Jessica Hynes wrote, directed and stars in this family drama all about the cycle of abuse and bullying. Set in a small coastal English town, The Fight is the story of Tina (Hynes), a woman juggling the demands of work and family, when she learns that her daughter Emma (The Girl With All the Gifts’ Sennia Nanua) is being bullied at school. Her daughter’s bully also happens to be the daughter of someone from Tina’s own school days, bringing back some painful memories for her as she fights with her husband about the best way to help their daughter.

In an attempt to conquer the demons of her past, Tina picks up boxing gloves at a local gym. But this is not a British take on Rocky. The gloves are there partly to make her better able to defend herself, but also so that she can learn that perhaps fighting is not always the best way to deal with a bully. But life’s challenges won’t be that easy to overcome for Tina, what with her parents getting her involved in their fights, hardly having the time to see her own husband, and the general demands of three children and her job.

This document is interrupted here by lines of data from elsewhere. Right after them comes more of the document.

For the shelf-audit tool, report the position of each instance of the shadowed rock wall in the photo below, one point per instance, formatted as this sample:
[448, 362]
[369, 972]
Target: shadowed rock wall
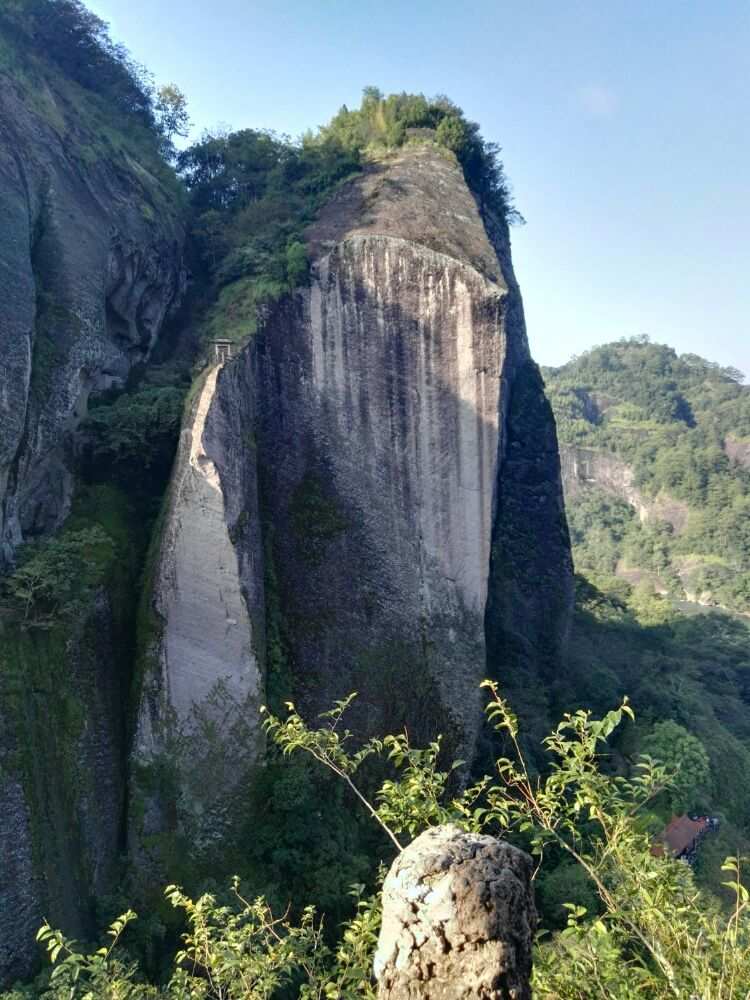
[90, 266]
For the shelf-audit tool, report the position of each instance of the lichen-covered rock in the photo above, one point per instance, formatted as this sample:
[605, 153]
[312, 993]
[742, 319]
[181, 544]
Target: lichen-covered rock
[458, 920]
[90, 266]
[62, 777]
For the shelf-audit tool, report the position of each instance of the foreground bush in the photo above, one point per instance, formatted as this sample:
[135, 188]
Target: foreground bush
[654, 936]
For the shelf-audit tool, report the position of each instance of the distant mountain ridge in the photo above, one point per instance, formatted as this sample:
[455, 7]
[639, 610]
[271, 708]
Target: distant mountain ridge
[655, 449]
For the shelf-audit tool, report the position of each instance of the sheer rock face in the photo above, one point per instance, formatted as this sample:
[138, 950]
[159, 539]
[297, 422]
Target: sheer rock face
[90, 265]
[62, 780]
[204, 673]
[586, 467]
[458, 920]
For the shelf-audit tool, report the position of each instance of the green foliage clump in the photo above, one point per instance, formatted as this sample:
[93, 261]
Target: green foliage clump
[132, 439]
[650, 932]
[686, 758]
[383, 123]
[669, 418]
[68, 34]
[690, 671]
[252, 193]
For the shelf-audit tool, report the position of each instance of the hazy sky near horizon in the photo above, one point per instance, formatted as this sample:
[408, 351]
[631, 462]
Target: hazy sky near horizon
[625, 131]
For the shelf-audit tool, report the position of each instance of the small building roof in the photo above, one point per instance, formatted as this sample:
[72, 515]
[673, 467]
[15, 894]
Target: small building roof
[682, 832]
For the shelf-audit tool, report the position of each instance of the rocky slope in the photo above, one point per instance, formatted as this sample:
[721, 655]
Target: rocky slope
[407, 476]
[654, 457]
[90, 267]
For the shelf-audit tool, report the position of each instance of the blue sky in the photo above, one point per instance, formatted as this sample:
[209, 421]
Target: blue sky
[625, 128]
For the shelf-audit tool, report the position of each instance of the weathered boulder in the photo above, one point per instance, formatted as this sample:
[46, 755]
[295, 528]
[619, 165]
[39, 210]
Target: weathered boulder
[458, 920]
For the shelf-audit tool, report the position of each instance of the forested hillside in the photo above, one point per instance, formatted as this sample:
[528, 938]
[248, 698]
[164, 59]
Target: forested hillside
[673, 512]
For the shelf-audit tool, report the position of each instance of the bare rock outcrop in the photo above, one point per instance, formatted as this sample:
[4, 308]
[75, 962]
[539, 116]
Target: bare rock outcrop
[90, 266]
[390, 433]
[586, 467]
[458, 920]
[384, 395]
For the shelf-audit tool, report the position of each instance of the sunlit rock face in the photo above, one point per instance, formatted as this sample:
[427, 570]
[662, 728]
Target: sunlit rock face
[383, 398]
[370, 489]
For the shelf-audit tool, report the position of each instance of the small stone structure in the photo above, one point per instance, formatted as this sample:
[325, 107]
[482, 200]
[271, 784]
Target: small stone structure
[458, 920]
[222, 351]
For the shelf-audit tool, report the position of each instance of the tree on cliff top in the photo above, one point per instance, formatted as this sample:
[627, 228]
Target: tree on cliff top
[78, 42]
[652, 934]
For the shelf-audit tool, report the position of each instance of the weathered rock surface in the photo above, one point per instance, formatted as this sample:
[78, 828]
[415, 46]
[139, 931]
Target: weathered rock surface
[585, 467]
[407, 472]
[382, 444]
[90, 265]
[203, 686]
[62, 778]
[458, 920]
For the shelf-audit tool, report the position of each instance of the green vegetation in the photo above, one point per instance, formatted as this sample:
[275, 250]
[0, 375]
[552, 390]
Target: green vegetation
[670, 419]
[88, 89]
[254, 192]
[649, 932]
[131, 440]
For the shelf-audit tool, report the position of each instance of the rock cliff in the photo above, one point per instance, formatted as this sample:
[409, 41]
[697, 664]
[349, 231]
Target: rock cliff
[406, 468]
[586, 467]
[90, 265]
[203, 686]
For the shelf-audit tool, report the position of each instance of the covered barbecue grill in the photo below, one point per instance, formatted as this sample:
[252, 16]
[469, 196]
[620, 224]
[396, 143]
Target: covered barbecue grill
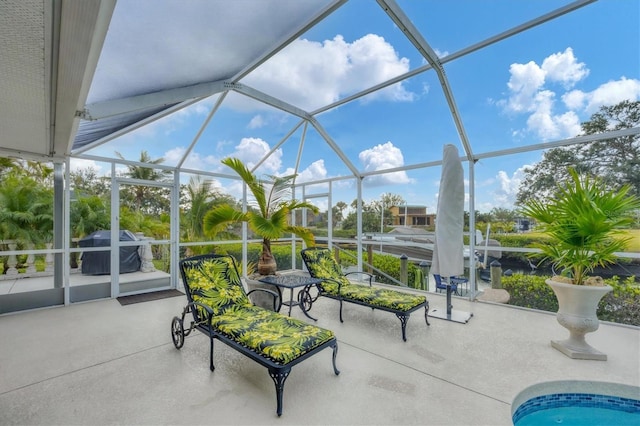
[99, 262]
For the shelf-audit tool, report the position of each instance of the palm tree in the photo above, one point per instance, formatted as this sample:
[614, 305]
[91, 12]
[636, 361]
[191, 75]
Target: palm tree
[141, 193]
[200, 201]
[270, 220]
[26, 210]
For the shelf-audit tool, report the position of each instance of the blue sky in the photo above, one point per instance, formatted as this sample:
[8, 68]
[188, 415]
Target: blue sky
[536, 87]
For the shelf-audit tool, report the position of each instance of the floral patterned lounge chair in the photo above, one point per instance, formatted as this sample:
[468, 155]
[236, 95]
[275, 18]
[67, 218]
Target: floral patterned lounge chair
[321, 264]
[221, 309]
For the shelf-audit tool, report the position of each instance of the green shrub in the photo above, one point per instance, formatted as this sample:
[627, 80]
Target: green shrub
[622, 305]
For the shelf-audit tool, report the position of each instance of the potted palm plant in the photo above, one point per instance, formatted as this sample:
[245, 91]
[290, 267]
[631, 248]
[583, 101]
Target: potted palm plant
[269, 218]
[584, 223]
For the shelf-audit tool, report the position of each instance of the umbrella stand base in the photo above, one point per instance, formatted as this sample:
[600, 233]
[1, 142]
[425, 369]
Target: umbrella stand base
[455, 316]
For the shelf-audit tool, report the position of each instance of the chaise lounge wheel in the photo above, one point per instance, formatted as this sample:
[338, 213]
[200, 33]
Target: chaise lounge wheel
[305, 300]
[177, 332]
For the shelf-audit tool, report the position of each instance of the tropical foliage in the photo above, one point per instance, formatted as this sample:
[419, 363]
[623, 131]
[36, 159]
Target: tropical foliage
[269, 217]
[622, 305]
[581, 222]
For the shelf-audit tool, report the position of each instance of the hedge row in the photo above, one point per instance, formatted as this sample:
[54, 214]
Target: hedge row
[622, 305]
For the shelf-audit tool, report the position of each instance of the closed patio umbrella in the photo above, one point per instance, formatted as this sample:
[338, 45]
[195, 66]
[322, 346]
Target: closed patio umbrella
[448, 250]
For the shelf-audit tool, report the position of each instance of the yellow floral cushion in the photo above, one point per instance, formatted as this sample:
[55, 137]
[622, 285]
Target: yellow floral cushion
[322, 265]
[214, 281]
[278, 337]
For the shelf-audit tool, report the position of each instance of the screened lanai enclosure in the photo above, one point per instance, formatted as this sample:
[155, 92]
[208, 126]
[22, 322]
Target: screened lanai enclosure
[122, 110]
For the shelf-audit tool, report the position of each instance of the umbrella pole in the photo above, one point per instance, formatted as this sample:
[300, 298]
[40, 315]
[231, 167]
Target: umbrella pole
[451, 314]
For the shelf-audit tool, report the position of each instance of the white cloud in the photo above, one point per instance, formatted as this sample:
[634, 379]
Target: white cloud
[382, 157]
[532, 91]
[315, 171]
[251, 150]
[564, 68]
[550, 126]
[505, 194]
[525, 81]
[311, 74]
[609, 93]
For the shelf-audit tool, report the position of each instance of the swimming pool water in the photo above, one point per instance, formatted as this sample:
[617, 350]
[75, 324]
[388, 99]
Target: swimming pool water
[578, 409]
[582, 416]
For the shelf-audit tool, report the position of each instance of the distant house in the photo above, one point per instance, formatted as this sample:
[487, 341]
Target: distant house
[411, 216]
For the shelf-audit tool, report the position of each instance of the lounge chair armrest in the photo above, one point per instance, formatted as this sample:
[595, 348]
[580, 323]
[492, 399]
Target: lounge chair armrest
[275, 295]
[206, 308]
[366, 274]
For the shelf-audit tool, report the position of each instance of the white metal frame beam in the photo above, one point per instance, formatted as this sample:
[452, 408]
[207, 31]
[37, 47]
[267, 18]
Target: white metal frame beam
[398, 16]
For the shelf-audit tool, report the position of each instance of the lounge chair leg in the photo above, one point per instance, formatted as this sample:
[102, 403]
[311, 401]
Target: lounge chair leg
[279, 376]
[335, 353]
[403, 322]
[426, 313]
[211, 367]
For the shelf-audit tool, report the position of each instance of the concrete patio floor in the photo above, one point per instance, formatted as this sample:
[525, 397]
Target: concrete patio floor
[101, 363]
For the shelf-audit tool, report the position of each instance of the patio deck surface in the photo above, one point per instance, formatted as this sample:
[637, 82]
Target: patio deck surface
[102, 363]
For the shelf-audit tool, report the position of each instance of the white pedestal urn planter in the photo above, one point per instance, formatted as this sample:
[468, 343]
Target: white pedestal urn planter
[577, 313]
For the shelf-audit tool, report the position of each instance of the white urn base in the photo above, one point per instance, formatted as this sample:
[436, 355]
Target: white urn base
[577, 313]
[575, 350]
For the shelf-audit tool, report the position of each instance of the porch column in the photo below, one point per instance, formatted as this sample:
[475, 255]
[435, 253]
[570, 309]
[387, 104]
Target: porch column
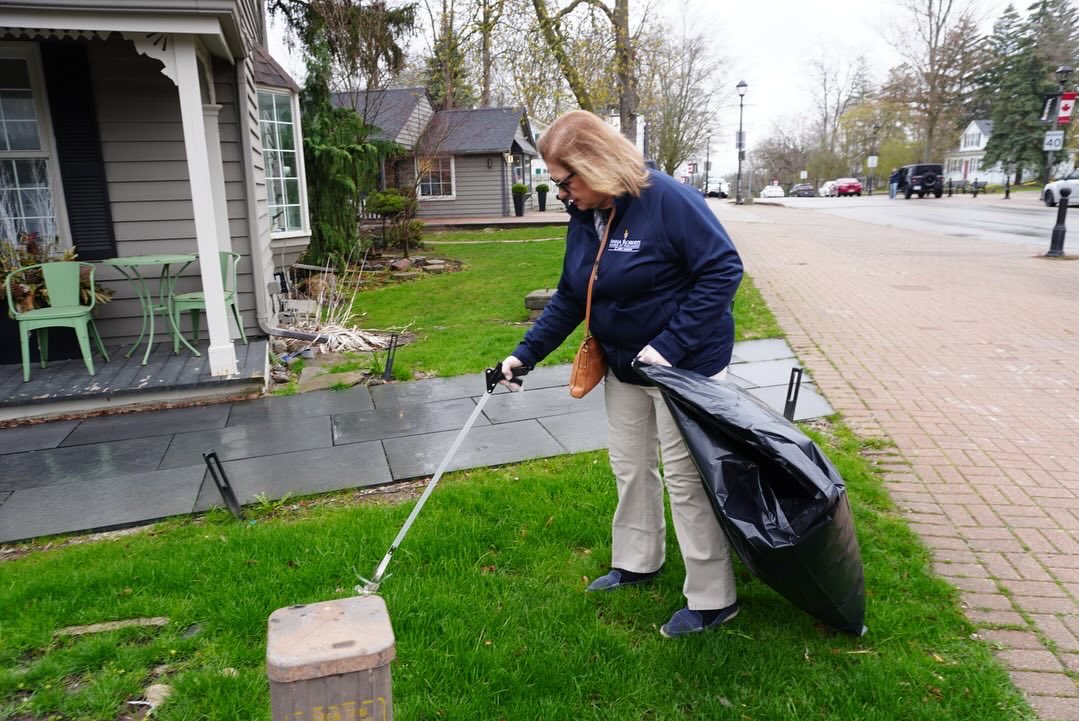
[221, 354]
[210, 113]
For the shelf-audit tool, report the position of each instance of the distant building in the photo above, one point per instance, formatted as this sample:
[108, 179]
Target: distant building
[967, 163]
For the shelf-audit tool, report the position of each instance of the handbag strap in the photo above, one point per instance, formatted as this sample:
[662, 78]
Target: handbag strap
[596, 270]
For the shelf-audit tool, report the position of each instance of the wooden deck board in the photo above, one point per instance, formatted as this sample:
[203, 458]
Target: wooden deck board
[66, 381]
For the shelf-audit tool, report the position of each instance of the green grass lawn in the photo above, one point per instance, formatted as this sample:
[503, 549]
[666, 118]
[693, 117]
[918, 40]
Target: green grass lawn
[487, 593]
[492, 622]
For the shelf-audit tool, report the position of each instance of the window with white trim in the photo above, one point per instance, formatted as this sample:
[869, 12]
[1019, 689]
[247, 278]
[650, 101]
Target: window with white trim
[286, 194]
[436, 178]
[29, 188]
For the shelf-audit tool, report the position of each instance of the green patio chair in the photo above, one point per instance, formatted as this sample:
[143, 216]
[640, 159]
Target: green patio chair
[65, 311]
[196, 301]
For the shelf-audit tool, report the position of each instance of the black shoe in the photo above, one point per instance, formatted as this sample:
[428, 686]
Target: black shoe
[617, 579]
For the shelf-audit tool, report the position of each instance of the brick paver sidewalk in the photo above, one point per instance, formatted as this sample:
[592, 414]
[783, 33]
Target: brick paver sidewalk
[966, 354]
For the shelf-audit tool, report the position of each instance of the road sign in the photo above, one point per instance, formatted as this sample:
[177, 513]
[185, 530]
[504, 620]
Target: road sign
[1064, 110]
[1054, 140]
[1049, 110]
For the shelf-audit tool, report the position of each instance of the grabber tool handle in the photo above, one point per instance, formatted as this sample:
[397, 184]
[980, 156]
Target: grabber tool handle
[494, 375]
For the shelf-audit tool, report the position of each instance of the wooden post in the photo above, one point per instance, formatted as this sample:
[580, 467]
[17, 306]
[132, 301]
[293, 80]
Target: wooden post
[330, 661]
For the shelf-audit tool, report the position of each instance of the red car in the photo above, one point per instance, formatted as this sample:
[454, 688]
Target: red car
[848, 187]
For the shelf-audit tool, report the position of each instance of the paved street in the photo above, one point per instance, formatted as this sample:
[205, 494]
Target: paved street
[1022, 219]
[965, 353]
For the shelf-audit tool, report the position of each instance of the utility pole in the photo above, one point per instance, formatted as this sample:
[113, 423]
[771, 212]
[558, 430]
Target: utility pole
[708, 151]
[741, 87]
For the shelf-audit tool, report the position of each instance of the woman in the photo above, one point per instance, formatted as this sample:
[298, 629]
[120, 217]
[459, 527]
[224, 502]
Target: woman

The Fight has a sort of Mike Leigh feel to it, with an honest and everyday tone that still carries great emotional weight. It’s all very real and believable, rooted as it is in the lives of these characters, their relationships with each other and their backstories. There’s nothing showy here. It’s just people, dealing with other people the only way they know how. You see many of them stuck in the behaviours of their past while wondering if perhaps there is a better way to break that cycle of rinse and repeat.

Nothing about The Fight feels neat and tidy, and it’s all the stronger for it. The assembled cast work well too with this very particular type of film. Everyone puts in a performance that is subtle and honest, and just as powerful for how very underplayed it all is. Christopher Fairbank, in particular, is remarkable as Tina’s dad Frank, bringing an extra layer of depth to an already complex and beautifully written role.

It’s superb work from Hynes, both in her powerful central performance and as a first-time director. I very much look forward to seeing what she does next.